Karl Grüner: 22 Jahre gemeinsam unterwegs

Mit Karl Grüner verlässt ein Pionier der ersten Stunde das soziokulturelle Zentrum: Erst im Nepomuk, dann im franz K.-Kulturverein aktiv.

11.10.2020

Von Uschi Kurz

Erst im Nepomuk, dann im franz.K aktiv: Jetzt verabschiedet sich Karl Grüner aus dem Aufsichtsrat des Kulturzentrums. Bild: Horst Haas

Erst im Nepomuk, dann im franz. K aktiv: Jetzt verabschiedet sich Karl Grüner aus dem Aufsichtsrat des Kulturzentrums. Bild: Horst Haas

Eigentlich hätte es schon am 5. Juli im franz. K ein rauschendes Abschiedsfest für Karl Grüner geben sollen.
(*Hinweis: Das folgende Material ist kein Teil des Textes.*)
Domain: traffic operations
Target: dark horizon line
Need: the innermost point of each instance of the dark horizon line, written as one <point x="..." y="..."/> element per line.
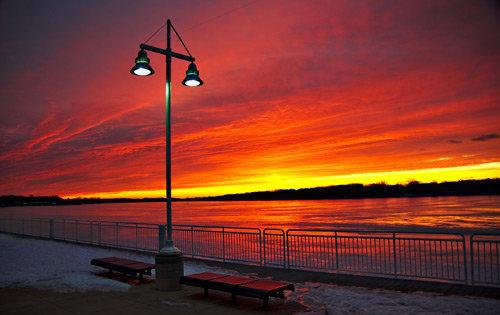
<point x="489" y="186"/>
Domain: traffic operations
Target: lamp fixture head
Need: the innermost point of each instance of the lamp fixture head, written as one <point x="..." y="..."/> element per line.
<point x="192" y="76"/>
<point x="142" y="67"/>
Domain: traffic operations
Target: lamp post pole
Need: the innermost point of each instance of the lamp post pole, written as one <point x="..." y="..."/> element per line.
<point x="168" y="141"/>
<point x="169" y="266"/>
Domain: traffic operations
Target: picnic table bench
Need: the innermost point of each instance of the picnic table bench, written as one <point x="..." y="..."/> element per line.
<point x="125" y="266"/>
<point x="236" y="285"/>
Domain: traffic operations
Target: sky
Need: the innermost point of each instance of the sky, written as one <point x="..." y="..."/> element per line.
<point x="296" y="94"/>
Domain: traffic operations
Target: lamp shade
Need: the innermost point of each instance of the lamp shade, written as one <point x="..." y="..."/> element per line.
<point x="142" y="66"/>
<point x="192" y="76"/>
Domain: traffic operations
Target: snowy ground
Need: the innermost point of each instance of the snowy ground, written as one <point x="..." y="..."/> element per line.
<point x="65" y="267"/>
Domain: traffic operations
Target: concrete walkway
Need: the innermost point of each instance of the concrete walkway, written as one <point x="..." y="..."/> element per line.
<point x="140" y="299"/>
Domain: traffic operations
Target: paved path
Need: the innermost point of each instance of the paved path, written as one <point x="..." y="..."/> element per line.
<point x="140" y="299"/>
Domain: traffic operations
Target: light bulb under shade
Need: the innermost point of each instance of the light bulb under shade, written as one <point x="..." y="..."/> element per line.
<point x="192" y="82"/>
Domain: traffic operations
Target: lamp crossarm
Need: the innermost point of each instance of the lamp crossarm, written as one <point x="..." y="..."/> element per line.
<point x="165" y="52"/>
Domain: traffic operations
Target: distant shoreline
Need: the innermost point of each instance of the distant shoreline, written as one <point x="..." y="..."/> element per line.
<point x="484" y="187"/>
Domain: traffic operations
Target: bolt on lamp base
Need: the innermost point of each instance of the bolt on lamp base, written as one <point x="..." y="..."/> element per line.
<point x="169" y="268"/>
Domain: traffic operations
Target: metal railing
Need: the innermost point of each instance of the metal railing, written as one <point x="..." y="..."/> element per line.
<point x="449" y="257"/>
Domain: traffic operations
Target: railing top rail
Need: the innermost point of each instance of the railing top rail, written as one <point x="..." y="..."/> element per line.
<point x="485" y="234"/>
<point x="106" y="222"/>
<point x="216" y="227"/>
<point x="375" y="231"/>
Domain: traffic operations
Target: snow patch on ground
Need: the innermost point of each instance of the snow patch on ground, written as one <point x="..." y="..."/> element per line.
<point x="44" y="264"/>
<point x="332" y="299"/>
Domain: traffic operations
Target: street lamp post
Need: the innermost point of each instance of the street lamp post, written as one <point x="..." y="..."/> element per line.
<point x="169" y="265"/>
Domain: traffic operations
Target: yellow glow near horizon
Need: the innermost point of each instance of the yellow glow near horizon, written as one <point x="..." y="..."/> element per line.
<point x="275" y="181"/>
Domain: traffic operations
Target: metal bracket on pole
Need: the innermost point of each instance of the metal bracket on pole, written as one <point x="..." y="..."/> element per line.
<point x="161" y="236"/>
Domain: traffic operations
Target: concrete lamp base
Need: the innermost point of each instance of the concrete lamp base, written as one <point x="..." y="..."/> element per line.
<point x="169" y="268"/>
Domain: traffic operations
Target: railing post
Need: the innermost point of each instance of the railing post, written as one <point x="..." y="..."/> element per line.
<point x="336" y="253"/>
<point x="263" y="246"/>
<point x="287" y="251"/>
<point x="161" y="236"/>
<point x="136" y="236"/>
<point x="51" y="228"/>
<point x="394" y="254"/>
<point x="91" y="233"/>
<point x="223" y="246"/>
<point x="99" y="233"/>
<point x="465" y="260"/>
<point x="192" y="242"/>
<point x="260" y="247"/>
<point x="284" y="249"/>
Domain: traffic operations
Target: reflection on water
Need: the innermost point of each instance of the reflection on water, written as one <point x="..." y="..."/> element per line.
<point x="463" y="213"/>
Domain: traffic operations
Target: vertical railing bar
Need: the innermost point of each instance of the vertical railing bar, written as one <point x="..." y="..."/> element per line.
<point x="464" y="252"/>
<point x="394" y="254"/>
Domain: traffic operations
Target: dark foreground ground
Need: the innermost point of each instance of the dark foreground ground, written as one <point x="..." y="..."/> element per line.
<point x="141" y="299"/>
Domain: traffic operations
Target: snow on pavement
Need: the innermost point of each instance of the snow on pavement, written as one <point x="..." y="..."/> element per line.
<point x="332" y="299"/>
<point x="59" y="266"/>
<point x="44" y="264"/>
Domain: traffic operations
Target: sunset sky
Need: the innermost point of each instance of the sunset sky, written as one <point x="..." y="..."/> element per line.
<point x="296" y="94"/>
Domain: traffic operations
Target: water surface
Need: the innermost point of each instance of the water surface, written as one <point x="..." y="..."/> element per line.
<point x="449" y="213"/>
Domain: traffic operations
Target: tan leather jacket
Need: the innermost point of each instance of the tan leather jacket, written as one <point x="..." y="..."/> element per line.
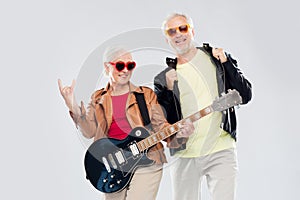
<point x="96" y="120"/>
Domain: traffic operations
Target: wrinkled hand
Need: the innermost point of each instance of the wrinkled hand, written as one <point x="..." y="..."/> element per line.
<point x="219" y="54"/>
<point x="171" y="76"/>
<point x="187" y="128"/>
<point x="67" y="92"/>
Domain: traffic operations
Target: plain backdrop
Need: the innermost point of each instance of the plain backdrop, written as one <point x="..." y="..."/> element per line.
<point x="42" y="152"/>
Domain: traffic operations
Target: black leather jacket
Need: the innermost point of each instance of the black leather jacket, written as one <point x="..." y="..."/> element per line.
<point x="234" y="79"/>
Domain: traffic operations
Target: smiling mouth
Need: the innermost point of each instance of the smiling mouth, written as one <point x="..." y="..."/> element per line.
<point x="123" y="75"/>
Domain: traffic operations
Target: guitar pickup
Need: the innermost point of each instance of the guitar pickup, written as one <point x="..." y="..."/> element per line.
<point x="120" y="157"/>
<point x="104" y="160"/>
<point x="134" y="149"/>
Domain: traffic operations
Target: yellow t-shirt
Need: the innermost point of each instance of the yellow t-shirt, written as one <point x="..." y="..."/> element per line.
<point x="198" y="89"/>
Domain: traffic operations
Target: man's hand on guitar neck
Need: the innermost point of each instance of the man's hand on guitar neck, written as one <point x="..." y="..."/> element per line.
<point x="186" y="129"/>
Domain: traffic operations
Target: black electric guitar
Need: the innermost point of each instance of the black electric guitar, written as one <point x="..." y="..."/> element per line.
<point x="110" y="163"/>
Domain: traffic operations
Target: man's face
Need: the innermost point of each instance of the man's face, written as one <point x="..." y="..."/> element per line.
<point x="120" y="77"/>
<point x="181" y="41"/>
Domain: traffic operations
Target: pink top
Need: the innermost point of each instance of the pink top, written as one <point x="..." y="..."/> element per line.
<point x="120" y="127"/>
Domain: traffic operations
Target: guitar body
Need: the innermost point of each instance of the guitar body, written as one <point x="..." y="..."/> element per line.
<point x="111" y="163"/>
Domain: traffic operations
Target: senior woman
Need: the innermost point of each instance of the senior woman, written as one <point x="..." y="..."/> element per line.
<point x="113" y="112"/>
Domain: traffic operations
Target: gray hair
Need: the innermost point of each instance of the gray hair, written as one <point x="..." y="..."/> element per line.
<point x="113" y="52"/>
<point x="173" y="15"/>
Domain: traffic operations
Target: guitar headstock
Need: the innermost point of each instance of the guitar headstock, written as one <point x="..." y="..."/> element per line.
<point x="232" y="98"/>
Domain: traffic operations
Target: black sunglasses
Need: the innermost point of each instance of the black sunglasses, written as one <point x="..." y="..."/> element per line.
<point x="120" y="65"/>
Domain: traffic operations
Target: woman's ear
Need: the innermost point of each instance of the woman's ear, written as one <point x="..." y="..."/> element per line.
<point x="107" y="67"/>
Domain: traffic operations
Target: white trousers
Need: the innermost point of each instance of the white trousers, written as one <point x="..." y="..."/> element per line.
<point x="143" y="185"/>
<point x="220" y="170"/>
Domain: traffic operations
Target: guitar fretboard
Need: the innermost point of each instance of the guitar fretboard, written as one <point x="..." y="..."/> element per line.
<point x="171" y="130"/>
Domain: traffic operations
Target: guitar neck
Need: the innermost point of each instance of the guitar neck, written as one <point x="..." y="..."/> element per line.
<point x="171" y="130"/>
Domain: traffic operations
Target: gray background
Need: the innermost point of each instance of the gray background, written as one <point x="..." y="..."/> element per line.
<point x="41" y="151"/>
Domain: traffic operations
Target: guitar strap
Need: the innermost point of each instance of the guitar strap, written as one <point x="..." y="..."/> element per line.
<point x="143" y="109"/>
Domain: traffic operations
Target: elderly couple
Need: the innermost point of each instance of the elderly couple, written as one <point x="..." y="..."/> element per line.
<point x="192" y="80"/>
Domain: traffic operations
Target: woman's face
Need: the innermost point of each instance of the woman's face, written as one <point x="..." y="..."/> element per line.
<point x="120" y="77"/>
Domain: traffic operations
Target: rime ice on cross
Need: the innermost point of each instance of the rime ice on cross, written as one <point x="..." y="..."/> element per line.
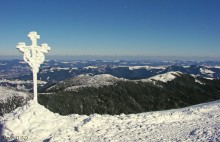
<point x="34" y="56"/>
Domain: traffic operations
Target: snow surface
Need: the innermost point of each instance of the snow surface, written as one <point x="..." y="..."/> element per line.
<point x="200" y="82"/>
<point x="34" y="123"/>
<point x="21" y="81"/>
<point x="6" y="93"/>
<point x="163" y="77"/>
<point x="90" y="67"/>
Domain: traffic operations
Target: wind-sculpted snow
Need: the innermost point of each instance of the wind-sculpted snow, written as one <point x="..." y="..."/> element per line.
<point x="6" y="93"/>
<point x="34" y="123"/>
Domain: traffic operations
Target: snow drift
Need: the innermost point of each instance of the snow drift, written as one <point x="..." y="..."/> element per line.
<point x="35" y="123"/>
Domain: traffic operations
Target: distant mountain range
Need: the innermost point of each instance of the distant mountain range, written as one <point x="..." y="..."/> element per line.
<point x="106" y="94"/>
<point x="114" y="87"/>
<point x="17" y="74"/>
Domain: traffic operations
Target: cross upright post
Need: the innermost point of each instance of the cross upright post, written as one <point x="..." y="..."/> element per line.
<point x="34" y="56"/>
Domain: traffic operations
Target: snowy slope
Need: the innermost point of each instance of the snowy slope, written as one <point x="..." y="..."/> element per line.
<point x="6" y="93"/>
<point x="163" y="77"/>
<point x="34" y="123"/>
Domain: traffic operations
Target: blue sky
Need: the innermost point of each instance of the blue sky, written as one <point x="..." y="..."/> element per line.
<point x="114" y="27"/>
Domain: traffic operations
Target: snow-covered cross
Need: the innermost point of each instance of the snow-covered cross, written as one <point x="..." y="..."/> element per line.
<point x="34" y="56"/>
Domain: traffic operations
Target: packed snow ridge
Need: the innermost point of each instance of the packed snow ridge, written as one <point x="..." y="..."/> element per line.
<point x="169" y="76"/>
<point x="34" y="123"/>
<point x="206" y="71"/>
<point x="6" y="93"/>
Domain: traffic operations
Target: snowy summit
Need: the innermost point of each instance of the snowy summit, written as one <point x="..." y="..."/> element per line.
<point x="34" y="123"/>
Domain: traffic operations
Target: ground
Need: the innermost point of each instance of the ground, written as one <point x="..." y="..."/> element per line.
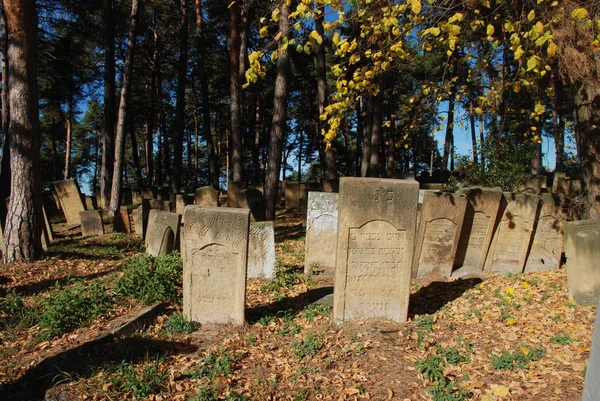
<point x="505" y="338"/>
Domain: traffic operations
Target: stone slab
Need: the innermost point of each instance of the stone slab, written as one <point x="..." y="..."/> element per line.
<point x="261" y="250"/>
<point x="376" y="235"/>
<point x="215" y="257"/>
<point x="512" y="237"/>
<point x="439" y="231"/>
<point x="582" y="250"/>
<point x="321" y="233"/>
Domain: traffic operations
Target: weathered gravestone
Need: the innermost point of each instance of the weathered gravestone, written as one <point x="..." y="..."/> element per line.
<point x="439" y="230"/>
<point x="156" y="233"/>
<point x="546" y="247"/>
<point x="477" y="230"/>
<point x="215" y="256"/>
<point x="261" y="250"/>
<point x="91" y="223"/>
<point x="591" y="387"/>
<point x="70" y="199"/>
<point x="207" y="196"/>
<point x="376" y="235"/>
<point x="321" y="233"/>
<point x="582" y="250"/>
<point x="508" y="252"/>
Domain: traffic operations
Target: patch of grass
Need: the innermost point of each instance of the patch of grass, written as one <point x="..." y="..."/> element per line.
<point x="150" y="280"/>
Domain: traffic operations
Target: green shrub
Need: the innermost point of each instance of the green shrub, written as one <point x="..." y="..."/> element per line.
<point x="152" y="279"/>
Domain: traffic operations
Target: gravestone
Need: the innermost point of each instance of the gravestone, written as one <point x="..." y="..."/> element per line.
<point x="439" y="230"/>
<point x="70" y="199"/>
<point x="582" y="250"/>
<point x="91" y="223"/>
<point x="510" y="244"/>
<point x="158" y="222"/>
<point x="261" y="250"/>
<point x="321" y="233"/>
<point x="376" y="235"/>
<point x="215" y="257"/>
<point x="477" y="230"/>
<point x="546" y="247"/>
<point x="207" y="196"/>
<point x="591" y="387"/>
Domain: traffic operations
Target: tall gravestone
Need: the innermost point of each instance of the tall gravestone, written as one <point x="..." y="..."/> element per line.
<point x="321" y="232"/>
<point x="376" y="235"/>
<point x="508" y="251"/>
<point x="215" y="256"/>
<point x="156" y="233"/>
<point x="547" y="244"/>
<point x="70" y="199"/>
<point x="582" y="250"/>
<point x="439" y="230"/>
<point x="477" y="230"/>
<point x="261" y="250"/>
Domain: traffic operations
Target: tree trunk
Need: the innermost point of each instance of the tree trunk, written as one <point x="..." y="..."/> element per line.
<point x="278" y="124"/>
<point x="110" y="104"/>
<point x="115" y="192"/>
<point x="24" y="221"/>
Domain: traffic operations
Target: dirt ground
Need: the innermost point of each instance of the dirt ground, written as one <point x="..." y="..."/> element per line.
<point x="505" y="338"/>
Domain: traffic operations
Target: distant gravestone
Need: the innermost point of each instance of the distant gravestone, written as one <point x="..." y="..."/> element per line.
<point x="207" y="196"/>
<point x="376" y="235"/>
<point x="439" y="230"/>
<point x="91" y="223"/>
<point x="321" y="233"/>
<point x="261" y="250"/>
<point x="547" y="244"/>
<point x="582" y="250"/>
<point x="477" y="230"/>
<point x="510" y="244"/>
<point x="70" y="199"/>
<point x="215" y="256"/>
<point x="158" y="222"/>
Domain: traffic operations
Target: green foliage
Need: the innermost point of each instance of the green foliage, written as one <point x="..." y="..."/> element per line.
<point x="150" y="280"/>
<point x="68" y="308"/>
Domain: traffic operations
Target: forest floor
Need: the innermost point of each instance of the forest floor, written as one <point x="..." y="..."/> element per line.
<point x="505" y="338"/>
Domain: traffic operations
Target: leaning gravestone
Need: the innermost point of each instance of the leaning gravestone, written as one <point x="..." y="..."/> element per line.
<point x="439" y="230"/>
<point x="376" y="235"/>
<point x="261" y="250"/>
<point x="321" y="232"/>
<point x="215" y="256"/>
<point x="477" y="230"/>
<point x="582" y="250"/>
<point x="91" y="223"/>
<point x="508" y="252"/>
<point x="158" y="222"/>
<point x="546" y="247"/>
<point x="70" y="199"/>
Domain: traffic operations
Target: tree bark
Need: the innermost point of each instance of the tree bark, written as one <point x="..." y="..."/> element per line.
<point x="110" y="104"/>
<point x="115" y="192"/>
<point x="24" y="221"/>
<point x="278" y="124"/>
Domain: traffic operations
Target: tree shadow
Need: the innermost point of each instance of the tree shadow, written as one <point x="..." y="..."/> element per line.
<point x="433" y="297"/>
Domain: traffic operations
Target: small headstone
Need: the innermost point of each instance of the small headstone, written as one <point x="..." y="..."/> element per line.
<point x="207" y="196"/>
<point x="215" y="256"/>
<point x="582" y="250"/>
<point x="158" y="222"/>
<point x="546" y="247"/>
<point x="321" y="233"/>
<point x="376" y="235"/>
<point x="261" y="250"/>
<point x="70" y="199"/>
<point x="91" y="223"/>
<point x="508" y="251"/>
<point x="439" y="230"/>
<point x="477" y="230"/>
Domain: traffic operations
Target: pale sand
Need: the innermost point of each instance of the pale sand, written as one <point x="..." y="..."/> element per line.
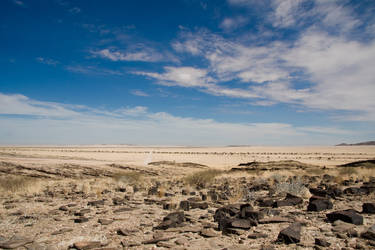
<point x="215" y="157"/>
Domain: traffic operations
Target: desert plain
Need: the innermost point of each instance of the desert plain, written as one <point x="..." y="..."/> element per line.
<point x="240" y="197"/>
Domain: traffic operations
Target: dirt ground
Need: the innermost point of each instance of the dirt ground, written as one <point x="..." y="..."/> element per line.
<point x="115" y="197"/>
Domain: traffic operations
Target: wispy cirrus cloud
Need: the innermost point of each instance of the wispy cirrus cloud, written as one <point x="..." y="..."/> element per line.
<point x="41" y="122"/>
<point x="138" y="92"/>
<point x="143" y="54"/>
<point x="229" y="23"/>
<point x="92" y="70"/>
<point x="47" y="61"/>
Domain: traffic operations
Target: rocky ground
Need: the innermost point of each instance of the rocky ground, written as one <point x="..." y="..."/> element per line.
<point x="136" y="208"/>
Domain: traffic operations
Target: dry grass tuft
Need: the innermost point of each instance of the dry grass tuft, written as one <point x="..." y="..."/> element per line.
<point x="202" y="179"/>
<point x="19" y="185"/>
<point x="129" y="177"/>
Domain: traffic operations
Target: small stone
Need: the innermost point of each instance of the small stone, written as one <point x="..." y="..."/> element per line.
<point x="368" y="208"/>
<point x="257" y="236"/>
<point x="83" y="245"/>
<point x="185" y="205"/>
<point x="81" y="220"/>
<point x="318" y="204"/>
<point x="181" y="241"/>
<point x="105" y="221"/>
<point x="96" y="203"/>
<point x="15" y="242"/>
<point x="322" y="242"/>
<point x="62" y="230"/>
<point x="369" y="234"/>
<point x="63" y="208"/>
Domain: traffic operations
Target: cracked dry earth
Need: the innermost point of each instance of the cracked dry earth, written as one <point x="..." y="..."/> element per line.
<point x="128" y="198"/>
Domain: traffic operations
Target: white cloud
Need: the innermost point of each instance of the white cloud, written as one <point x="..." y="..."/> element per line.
<point x="181" y="76"/>
<point x="319" y="70"/>
<point x="55" y="123"/>
<point x="47" y="61"/>
<point x="229" y="24"/>
<point x="190" y="77"/>
<point x="92" y="70"/>
<point x="138" y="92"/>
<point x="143" y="55"/>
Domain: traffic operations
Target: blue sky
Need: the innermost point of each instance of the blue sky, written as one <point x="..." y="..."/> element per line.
<point x="187" y="72"/>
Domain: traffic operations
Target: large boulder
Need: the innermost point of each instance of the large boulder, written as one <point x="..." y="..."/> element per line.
<point x="368" y="208"/>
<point x="317" y="204"/>
<point x="349" y="216"/>
<point x="290" y="200"/>
<point x="369" y="234"/>
<point x="291" y="234"/>
<point x="175" y="219"/>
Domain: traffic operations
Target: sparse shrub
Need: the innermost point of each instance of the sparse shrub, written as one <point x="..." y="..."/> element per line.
<point x="295" y="187"/>
<point x="315" y="171"/>
<point x="129" y="177"/>
<point x="19" y="184"/>
<point x="202" y="179"/>
<point x="349" y="171"/>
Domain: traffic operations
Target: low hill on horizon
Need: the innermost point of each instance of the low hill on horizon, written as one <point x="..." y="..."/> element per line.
<point x="367" y="143"/>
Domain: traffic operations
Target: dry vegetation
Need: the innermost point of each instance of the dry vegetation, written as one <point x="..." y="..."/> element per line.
<point x="203" y="178"/>
<point x="60" y="197"/>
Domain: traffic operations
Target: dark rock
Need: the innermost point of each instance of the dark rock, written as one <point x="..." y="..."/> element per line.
<point x="169" y="206"/>
<point x="257" y="236"/>
<point x="153" y="191"/>
<point x="118" y="201"/>
<point x="83" y="245"/>
<point x="200" y="205"/>
<point x="291" y="234"/>
<point x="120" y="189"/>
<point x="318" y="192"/>
<point x="204" y="197"/>
<point x="185" y="205"/>
<point x="290" y="200"/>
<point x="105" y="221"/>
<point x="247" y="212"/>
<point x="96" y="203"/>
<point x="123" y="209"/>
<point x="243" y="223"/>
<point x="81" y="220"/>
<point x="175" y="219"/>
<point x="209" y="233"/>
<point x="368" y="208"/>
<point x="126" y="232"/>
<point x="226" y="211"/>
<point x="368" y="188"/>
<point x="156" y="240"/>
<point x="355" y="191"/>
<point x="322" y="242"/>
<point x="318" y="204"/>
<point x="62" y="231"/>
<point x="15" y="242"/>
<point x="265" y="202"/>
<point x="369" y="234"/>
<point x="275" y="219"/>
<point x="349" y="216"/>
<point x="63" y="208"/>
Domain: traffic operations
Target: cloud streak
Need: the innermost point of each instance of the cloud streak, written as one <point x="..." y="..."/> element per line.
<point x="28" y="121"/>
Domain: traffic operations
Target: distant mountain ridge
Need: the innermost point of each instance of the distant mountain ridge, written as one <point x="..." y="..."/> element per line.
<point x="366" y="143"/>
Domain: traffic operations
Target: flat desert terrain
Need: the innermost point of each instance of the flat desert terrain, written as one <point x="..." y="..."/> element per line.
<point x="128" y="197"/>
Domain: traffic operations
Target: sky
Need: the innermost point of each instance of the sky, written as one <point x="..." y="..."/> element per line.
<point x="187" y="72"/>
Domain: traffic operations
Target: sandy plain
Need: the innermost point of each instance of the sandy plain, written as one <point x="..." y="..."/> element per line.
<point x="70" y="177"/>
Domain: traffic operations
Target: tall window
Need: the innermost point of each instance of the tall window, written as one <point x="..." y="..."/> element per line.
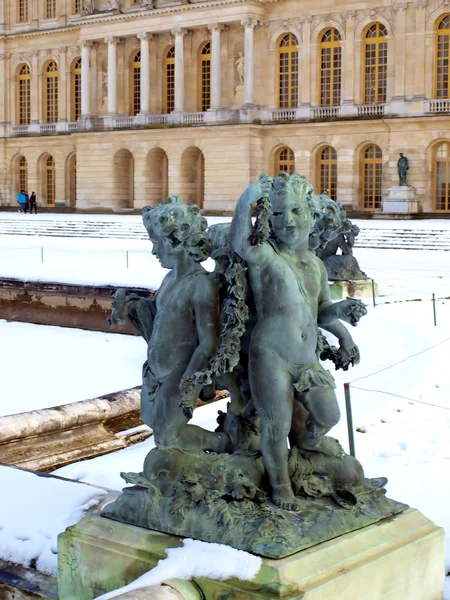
<point x="205" y="77"/>
<point x="372" y="172"/>
<point x="375" y="64"/>
<point x="76" y="90"/>
<point x="24" y="96"/>
<point x="22" y="11"/>
<point x="169" y="83"/>
<point x="285" y="161"/>
<point x="136" y="83"/>
<point x="50" y="181"/>
<point x="23" y="174"/>
<point x="328" y="171"/>
<point x="330" y="68"/>
<point x="441" y="173"/>
<point x="288" y="72"/>
<point x="50" y="9"/>
<point x="51" y="93"/>
<point x="442" y="59"/>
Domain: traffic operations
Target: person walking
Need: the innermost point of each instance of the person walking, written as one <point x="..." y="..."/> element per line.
<point x="33" y="203"/>
<point x="21" y="199"/>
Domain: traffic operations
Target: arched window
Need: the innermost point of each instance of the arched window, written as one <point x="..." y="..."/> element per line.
<point x="330" y="68"/>
<point x="288" y="72"/>
<point x="23" y="173"/>
<point x="136" y="83"/>
<point x="285" y="161"/>
<point x="169" y="83"/>
<point x="24" y="96"/>
<point x="22" y="11"/>
<point x="442" y="59"/>
<point x="441" y="176"/>
<point x="205" y="77"/>
<point x="328" y="171"/>
<point x="375" y="64"/>
<point x="372" y="175"/>
<point x="76" y="90"/>
<point x="50" y="181"/>
<point x="51" y="93"/>
<point x="50" y="9"/>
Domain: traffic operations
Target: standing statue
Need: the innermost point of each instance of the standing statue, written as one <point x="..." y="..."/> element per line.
<point x="88" y="7"/>
<point x="251" y="327"/>
<point x="240" y="67"/>
<point x="402" y="167"/>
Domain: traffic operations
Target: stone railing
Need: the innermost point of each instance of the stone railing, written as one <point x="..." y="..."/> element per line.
<point x="437" y="106"/>
<point x="326" y="112"/>
<point x="192" y="118"/>
<point x="371" y="110"/>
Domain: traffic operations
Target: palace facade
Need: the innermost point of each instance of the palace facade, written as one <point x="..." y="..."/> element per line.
<point x="112" y="105"/>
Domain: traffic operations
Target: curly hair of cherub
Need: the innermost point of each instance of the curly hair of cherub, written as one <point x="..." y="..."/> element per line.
<point x="181" y="223"/>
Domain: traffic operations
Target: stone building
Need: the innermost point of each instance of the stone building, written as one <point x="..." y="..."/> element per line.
<point x="111" y="105"/>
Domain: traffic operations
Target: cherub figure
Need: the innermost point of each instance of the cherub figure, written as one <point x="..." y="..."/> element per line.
<point x="291" y="294"/>
<point x="181" y="326"/>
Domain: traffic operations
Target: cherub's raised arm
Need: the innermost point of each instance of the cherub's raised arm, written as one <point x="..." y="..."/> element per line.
<point x="241" y="225"/>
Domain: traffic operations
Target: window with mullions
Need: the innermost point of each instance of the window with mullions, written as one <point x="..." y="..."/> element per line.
<point x="330" y="68"/>
<point x="76" y="90"/>
<point x="205" y="77"/>
<point x="50" y="9"/>
<point x="375" y="64"/>
<point x="51" y="93"/>
<point x="441" y="77"/>
<point x="50" y="181"/>
<point x="288" y="72"/>
<point x="285" y="161"/>
<point x="441" y="176"/>
<point x="169" y="83"/>
<point x="22" y="11"/>
<point x="24" y="96"/>
<point x="372" y="173"/>
<point x="136" y="84"/>
<point x="328" y="172"/>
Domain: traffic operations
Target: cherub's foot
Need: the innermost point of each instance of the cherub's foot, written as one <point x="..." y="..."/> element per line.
<point x="283" y="496"/>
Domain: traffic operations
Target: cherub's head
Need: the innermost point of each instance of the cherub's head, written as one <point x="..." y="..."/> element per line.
<point x="291" y="203"/>
<point x="176" y="230"/>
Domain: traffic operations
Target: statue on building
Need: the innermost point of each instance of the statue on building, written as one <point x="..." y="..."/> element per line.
<point x="402" y="167"/>
<point x="251" y="327"/>
<point x="88" y="7"/>
<point x="240" y="67"/>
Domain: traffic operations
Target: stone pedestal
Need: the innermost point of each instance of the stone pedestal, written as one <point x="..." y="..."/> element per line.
<point x="399" y="558"/>
<point x="401" y="200"/>
<point x="340" y="290"/>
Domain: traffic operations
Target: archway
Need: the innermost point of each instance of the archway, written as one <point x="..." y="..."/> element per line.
<point x="192" y="176"/>
<point x="122" y="193"/>
<point x="156" y="176"/>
Er hat die Geschichte des soziokulturellen Zentrums nicht nur von Anfang an begleitet, sondern mitgeschrieben. Und sogar die Vorgeschichte im Café Nepomuk hat der 71-Jährige einst mitgestaltet. 22 Jahre widmete er seine Freizeit der Kultureinrichtung. Ende Juni hat sich Karl Grüner bei der Mitgliederversammlung des Kulturvereins aus dem Aufsichtsrat verabschiedet. Gründe genug also für eine richtig große Sause – aber dann kam Corona. Am 18. Oktober, hofft franz. K-Geschäftsführer Andreas Roth, könne die Feier endlich mit gebührenden Vorsichtsmaßnahmen nachgeholt werden. „22 Jahre gemeinsam auf dem Weg“ lautet das Motto der Einladung.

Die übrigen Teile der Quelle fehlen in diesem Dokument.